Houcine: “Sinds kort hebben we in Overvecht een fietshub: met een U-pas kun je daar voor 30 euro een opgeknapte fiets kopen met een jaar garantie. Bewoners voor wie het ov te duur is, kunnen zo bijvoorbeeld toch meedoen aan activiteiten. Op deze locatie bieden we ook fietslessen aan en kun je een kop koffie drinken. Bewoners die het leuk vinden om fietsen te repareren, kunnen hier hun buren helpen en dat combineren met een praatje. Zo is het ook een plek voor ontmoeting.”

Eén van de ambities van Samen voor Overvecht is het creëren van veilige buurten. Hoe ver zijn jullie daar inmiddels mee?

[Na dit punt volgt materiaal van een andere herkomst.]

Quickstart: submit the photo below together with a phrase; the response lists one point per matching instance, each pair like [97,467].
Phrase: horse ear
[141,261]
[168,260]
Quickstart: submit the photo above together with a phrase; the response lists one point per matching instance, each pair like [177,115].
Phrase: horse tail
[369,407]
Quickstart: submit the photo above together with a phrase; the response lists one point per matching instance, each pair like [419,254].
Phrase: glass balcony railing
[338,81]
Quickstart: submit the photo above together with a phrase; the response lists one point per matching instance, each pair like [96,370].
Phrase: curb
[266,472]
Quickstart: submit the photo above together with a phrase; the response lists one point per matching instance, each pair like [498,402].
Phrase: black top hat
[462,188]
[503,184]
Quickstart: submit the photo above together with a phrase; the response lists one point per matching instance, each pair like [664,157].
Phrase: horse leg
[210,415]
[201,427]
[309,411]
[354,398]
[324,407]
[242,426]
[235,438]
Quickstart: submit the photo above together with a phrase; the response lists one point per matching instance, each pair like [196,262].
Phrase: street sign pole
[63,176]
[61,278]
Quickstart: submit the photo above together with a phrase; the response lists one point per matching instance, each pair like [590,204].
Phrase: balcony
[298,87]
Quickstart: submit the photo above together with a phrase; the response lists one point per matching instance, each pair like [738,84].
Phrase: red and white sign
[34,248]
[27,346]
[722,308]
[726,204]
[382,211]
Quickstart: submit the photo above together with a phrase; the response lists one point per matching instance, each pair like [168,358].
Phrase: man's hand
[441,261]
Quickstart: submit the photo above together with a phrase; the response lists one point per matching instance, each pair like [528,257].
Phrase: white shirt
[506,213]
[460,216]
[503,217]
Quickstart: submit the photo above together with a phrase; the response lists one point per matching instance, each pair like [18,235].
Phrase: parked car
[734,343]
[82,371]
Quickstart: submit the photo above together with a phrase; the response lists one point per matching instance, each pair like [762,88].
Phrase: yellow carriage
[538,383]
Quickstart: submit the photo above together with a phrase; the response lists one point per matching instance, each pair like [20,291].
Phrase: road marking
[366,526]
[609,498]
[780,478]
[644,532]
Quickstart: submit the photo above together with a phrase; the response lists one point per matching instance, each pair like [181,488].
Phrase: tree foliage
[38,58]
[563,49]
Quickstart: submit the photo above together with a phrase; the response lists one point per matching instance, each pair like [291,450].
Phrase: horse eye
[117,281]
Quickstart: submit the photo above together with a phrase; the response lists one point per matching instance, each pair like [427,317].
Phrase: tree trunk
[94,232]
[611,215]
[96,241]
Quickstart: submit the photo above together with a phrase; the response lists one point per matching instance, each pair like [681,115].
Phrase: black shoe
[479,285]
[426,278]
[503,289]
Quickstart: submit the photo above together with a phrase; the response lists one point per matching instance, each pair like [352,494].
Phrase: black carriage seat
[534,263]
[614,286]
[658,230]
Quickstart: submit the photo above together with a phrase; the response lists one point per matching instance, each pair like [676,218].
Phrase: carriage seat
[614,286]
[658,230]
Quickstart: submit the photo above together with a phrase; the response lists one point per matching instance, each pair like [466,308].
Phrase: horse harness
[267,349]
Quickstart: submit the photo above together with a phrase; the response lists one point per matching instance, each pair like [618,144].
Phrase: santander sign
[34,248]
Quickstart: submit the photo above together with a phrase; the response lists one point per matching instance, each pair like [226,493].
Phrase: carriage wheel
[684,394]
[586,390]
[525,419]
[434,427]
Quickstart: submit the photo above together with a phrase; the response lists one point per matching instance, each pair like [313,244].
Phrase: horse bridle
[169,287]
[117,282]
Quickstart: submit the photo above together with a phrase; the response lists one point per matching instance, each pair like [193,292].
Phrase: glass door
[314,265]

Tijmen: “We merken de meerwaarde van het netwerk vooral op een aantal vaste momenten in het jaar, zoals met de Ramadan. Dan zijn er meer jongeren op straat en neemt de spanning in de wijk toe. Ook rondom de jaarwisseling is er vaak veel onrust. Dan zien we jongeren uit randgemeenten naar Overvecht komen en is het extra belangrijk om in contact te staan met de bewoners. En heel fijn om daarbij terug te kunnen vallen op onze stadmakers.”

Monique: “Afgelopen Oud en Nieuw hadden we grote problemen op de winkelstrip. Daar zorgen hangjongeren sowieso vaak voor overlast. Bewoners als Houssein kunnen daar dan iets tegenover te zetten. Bijvoorbeeld door ze te motiveren om lekker te gaan sporten.”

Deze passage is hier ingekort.